Elle fut une amie extraordinaire pour ses amies, d’une fidélité et d’une présence constante.
Elle fut une combattante. Et en ce siècle tragique argentin qu’elle traversa, c’était indispensable. Elle affronta égoïsmes, machisme, préjugés, racisme, xénophobie, la répression et l’exil avec une force sortie d’on ne sait où, dissimulant les profondes blessures que chaque combat lui laissait,et dont une fois ou deux elle ne réussit à m’en cacher la profondeur.
D’opération en opération elle perdit la vue. Elle qui aimait tant lire. En fut privée. Et aucun substitutif ne vint la consoler de cette nouvelle épreuve douloureuse physiquement et insupportable moralement.
Comme si tout cela n’avait été suffisant Alzheimer vint prendre possession de son esprit. Je n’ai pas su faire face à cette ultime épreuve. Je n’ai pas su être là. C’était au-dessus de mes forces. Je ne sais pas ce qu’est cette maladie, qui avait déjà enfermée ma grand-mère. Je ne sais pas ce l’on ressent dans ce monde « alzheimerisé ». Je sais ce qu’il provoque sur l’entourage. Est-ce un cauchemar permanent, une souffrance totale pour celui qui se trouve exilé de sa propre mémoire? Dans ce cas je suis soulagé que Maman ne souffre plus. Est-ce au contraire un moment d’apaisement au milieu des meilleurs des moments de vie, entouré de ceux que l’on a tant aimés? J’aimerais le croire pour me consoler de n’avoir su être à la hauteur.
Jorge, mon frère, à durant ces longues années tout porté sur ses épaules. Avec une patience, une bonhommie, une générosité en digne héritier des valeurs qu’incarnait notre mère. Il put s’appuyer sur sa fille, son fils, ses ami-e-s.
Carlos à distance fut aussi toujours présent. Je sais combien il aimait notre mère, sa mère, lui le plus secret d’entre nous.

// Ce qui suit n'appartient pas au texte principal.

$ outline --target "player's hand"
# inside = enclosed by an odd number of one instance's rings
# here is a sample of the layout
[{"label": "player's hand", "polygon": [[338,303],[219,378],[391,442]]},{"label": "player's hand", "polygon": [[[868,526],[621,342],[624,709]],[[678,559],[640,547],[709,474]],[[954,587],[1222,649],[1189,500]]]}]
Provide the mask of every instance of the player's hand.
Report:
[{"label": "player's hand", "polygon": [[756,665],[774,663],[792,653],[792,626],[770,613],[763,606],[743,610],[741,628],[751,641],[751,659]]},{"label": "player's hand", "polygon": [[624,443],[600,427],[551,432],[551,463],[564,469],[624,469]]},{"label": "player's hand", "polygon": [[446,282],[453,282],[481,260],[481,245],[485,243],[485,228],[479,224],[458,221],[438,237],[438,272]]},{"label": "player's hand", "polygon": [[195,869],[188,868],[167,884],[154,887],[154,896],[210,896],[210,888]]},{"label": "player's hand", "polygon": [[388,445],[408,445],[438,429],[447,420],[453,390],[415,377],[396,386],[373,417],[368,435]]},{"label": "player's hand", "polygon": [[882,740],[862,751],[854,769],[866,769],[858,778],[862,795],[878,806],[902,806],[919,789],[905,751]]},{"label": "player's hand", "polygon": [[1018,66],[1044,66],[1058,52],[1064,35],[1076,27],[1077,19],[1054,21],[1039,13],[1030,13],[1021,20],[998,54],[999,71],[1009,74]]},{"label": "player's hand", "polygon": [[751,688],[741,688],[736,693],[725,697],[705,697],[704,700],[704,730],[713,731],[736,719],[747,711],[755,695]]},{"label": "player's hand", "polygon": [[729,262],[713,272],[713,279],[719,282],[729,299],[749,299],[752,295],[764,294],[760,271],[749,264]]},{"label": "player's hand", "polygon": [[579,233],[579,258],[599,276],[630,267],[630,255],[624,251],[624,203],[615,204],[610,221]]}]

Carlos et Jorge sont des types extra-ordinaires. Je les aime, même si les chemins de nos vies se sont progressivement éloignés. Et que nous avons du chacun faire de notre mieux pour construire sur des sables bien mouvants.
L’exil ne se compte pas en années. C’est une condamnation à perpétuité. Doublée du syndrome du survivant.
C’est décousu, mais je devais bien ces mots à toutes ces personnes qui depuis hier avec leurs messages, m’aident, nous aident, a affronter une épreuve qui pour redoutée qu’elle soit ne nous trouve jamais préparés.